Saturday 25 May 2019

Pelosi warns Trump a US-UK trade deal that threatens peace in Ireland 'can't happen'

Tanaiste Simon Coveney and US House of representatives speaker Nancy Pelosi pictured at a reception in Iveagh House, Dublin. Photo: Gerry Mooney
Tanaiste Simon Coveney and US House of representatives speaker Nancy Pelosi pictured at a reception in Iveagh House, Dublin. Photo: Gerry Mooney
Kevin Doyle

Kevin Doyle

THE third most powerful politician in the United States has warned Donald Trump and the Brexiteers not to even think about a US-UK trade deal if there is any threat of a border in Ireland.

Nancy Pelosi, the Speaker in the House of Representatives, said a trade agreement that damages peace in Ireland “just can’t possibly happen”.

Addressing a small gathering in the Department of Foreign Affairs, Ms Pelosi said the Good Friday Agreement is “not just a peace agreement” but something that resolved hundreds of years of conflict.

She said America, including President Bill Clinton and former senator George Mitchell, had worked hard to ensure people on this island could live in harmony.

“This isn’t for us an issue or an agreement. It’s a value.”

Ms Pelosi, who regularly clashes with US President Donald Trump, went on to say that while speaking with UK politicians in recent days she made clear the position of the Democratic Party.

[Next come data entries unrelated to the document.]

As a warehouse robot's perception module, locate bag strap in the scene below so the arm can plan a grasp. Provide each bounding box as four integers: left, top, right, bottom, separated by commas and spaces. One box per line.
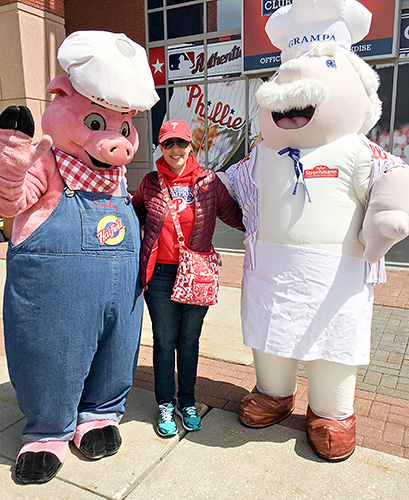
158, 172, 222, 266
158, 172, 185, 246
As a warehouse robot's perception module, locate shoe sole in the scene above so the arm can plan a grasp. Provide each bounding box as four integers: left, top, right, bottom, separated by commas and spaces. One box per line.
175, 406, 203, 432
155, 427, 178, 438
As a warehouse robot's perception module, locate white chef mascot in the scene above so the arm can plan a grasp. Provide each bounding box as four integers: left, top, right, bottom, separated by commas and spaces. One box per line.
225, 0, 409, 461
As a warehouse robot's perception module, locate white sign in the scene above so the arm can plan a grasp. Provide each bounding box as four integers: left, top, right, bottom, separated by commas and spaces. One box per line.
168, 39, 242, 81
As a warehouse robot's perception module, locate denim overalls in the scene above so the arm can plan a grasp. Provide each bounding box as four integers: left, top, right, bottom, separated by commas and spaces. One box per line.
3, 181, 143, 442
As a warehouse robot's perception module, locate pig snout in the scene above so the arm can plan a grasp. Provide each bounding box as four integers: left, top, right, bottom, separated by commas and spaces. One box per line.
99, 137, 135, 165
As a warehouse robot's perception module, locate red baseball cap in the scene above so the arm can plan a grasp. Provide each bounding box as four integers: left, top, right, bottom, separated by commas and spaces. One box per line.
158, 120, 192, 143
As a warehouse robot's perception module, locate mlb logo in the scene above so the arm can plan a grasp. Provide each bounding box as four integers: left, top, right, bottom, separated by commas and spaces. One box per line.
169, 51, 195, 74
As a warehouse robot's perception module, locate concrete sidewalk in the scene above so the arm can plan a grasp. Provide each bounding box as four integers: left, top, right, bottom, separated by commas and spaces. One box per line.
0, 250, 409, 500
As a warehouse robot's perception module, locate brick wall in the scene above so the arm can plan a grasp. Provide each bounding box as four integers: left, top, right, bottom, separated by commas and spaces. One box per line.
63, 0, 146, 47
0, 0, 64, 17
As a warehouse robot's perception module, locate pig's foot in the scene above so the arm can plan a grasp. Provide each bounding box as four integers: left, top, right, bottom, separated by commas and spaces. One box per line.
13, 441, 68, 484
306, 407, 356, 462
74, 420, 122, 460
239, 388, 295, 428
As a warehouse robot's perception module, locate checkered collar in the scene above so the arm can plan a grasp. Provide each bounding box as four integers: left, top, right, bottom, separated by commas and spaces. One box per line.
53, 147, 126, 193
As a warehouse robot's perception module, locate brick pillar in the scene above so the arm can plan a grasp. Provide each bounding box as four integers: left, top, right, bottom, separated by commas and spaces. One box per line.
0, 0, 65, 139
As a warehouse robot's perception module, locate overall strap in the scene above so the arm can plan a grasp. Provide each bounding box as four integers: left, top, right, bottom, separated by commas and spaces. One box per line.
158, 172, 185, 246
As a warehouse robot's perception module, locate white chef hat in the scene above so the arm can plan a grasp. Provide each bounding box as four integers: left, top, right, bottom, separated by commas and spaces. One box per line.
265, 0, 372, 57
57, 31, 159, 112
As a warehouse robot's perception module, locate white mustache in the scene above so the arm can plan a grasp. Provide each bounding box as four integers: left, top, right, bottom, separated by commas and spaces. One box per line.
256, 78, 330, 113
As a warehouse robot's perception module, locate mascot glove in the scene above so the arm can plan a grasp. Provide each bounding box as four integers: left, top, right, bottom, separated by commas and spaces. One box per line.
0, 129, 53, 180
359, 167, 409, 263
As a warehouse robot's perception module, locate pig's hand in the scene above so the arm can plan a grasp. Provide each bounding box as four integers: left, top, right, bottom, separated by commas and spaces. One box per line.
359, 210, 409, 263
359, 167, 409, 263
0, 106, 52, 177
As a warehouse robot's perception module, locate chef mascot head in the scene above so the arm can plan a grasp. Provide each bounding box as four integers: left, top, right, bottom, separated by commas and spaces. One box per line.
227, 0, 409, 461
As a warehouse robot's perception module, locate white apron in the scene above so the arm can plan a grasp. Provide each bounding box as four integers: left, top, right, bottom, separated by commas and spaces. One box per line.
241, 241, 373, 365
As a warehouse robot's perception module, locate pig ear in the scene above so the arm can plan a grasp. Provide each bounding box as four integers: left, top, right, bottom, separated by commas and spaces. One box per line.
45, 75, 75, 96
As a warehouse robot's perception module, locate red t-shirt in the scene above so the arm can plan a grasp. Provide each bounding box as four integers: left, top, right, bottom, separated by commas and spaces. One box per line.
156, 156, 199, 264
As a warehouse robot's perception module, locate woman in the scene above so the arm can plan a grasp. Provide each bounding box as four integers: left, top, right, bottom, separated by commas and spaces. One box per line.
132, 120, 244, 437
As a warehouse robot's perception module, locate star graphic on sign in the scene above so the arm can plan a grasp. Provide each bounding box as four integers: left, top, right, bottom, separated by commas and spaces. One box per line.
152, 59, 165, 73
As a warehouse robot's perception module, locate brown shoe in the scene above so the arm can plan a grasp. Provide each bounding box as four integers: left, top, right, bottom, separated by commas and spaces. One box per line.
306, 407, 356, 462
239, 388, 295, 428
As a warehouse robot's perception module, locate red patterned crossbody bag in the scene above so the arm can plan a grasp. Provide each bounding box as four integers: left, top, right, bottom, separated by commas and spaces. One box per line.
158, 172, 221, 306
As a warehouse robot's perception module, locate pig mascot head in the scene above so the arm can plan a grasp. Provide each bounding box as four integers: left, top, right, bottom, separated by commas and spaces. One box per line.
0, 31, 158, 484
42, 31, 157, 169
226, 0, 409, 461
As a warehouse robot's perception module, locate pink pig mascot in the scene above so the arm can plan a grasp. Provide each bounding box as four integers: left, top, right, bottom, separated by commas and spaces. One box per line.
225, 0, 409, 461
0, 31, 158, 484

Tanaiste Simon Coveney and US House of representatives speaker Nancy Pelosi pictured at a reception in Iveagh House, Dublin. Photo: Gerry Mooney
Tanaiste Simon Coveney and US House of representatives speaker Nancy Pelosi pictured at a reception in Iveagh House, Dublin. Photo: Gerry Mooney

She said the UK people had voted to leave the EU and politicians must facilitate that.

But she added: “And as they work that out, not to think for one minutes that there’s any comfort for them that if they leave the EU they will quickly have a US-UK trade agreement.

“That’s just not in the cards if there is any harm done to the Good Friday accords. Don’t even think about it.”

Ms Pelosi said that US politicians were not taking sides. “We’re just holding to our values. It’s an ideal that is a model for the world. Other place copy so that they can make peace and find common ground.”

Tánaiste Simon Coveney told the same lunch gathering that Ireland respects the UK’s decision to leave the Uion.

“We have no desire to make life difficult for the UK,” he said, adding that Ireland would be the strongest voice in the EU when it comes to support a close relationship in to the future.

“We want our nearest neighbours to thrive and to prosper.”

Mr Coveney said Britain will make its own decisions about the future but “they don't have the right to determine ours”.